# submerged plant from NE Houston



## decal (Jul 27, 2010)

Hello all,

I collected this plant in just under a foot of water near Lake Houston. The root structure reminds me of Sagittaria graminea and subulata, but it didn't appear to have any runners.

Here are a few pictures, thanks for the help.


----------



## davemonkey (Mar 29, 2008)

Looks like one of the local _Echinodorus sp._ (possibly _E. cordifolius _, creeping burhead or _E. rostratus_, erect burhead). Did you happen to see any in flower?


----------



## miremonster (Mar 26, 2006)

That looks to me exactly like that what I know as Echinodorus cordifolius from cultivation. According to efloras.org E. berteroi and E. cordifolius are the only native burhead species in the U.S. (except E. tenellus, now Helanthium tenellum, and the possibly introduced E. floridanus = E. grandiflorus). Very interesting for me seeing such a specimen from the wild.

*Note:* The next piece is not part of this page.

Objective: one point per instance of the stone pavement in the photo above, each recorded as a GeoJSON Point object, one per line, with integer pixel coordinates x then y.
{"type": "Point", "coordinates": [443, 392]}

> possibly E. cordifolius , creeping burhead or E. rostratus, erect burhead


As far as I know, E. rostratus is synonym of E. berteroi. This species has very different, transparent submerged leaves.


----------



## decal (Jul 27, 2010)

No flowers, it was a lone, fully submerged specimen surrounded by S. graminea. Thanks for the help, it is a nice addition to my native tank.


----------



## mudboots (Jun 24, 2009)

I agree on the Echinodorus cordifolius; it's pretty common in that area IME. I usually see the E. berteroi further up north, but that's probably more coincidence than their ability to survive in those areas.


----------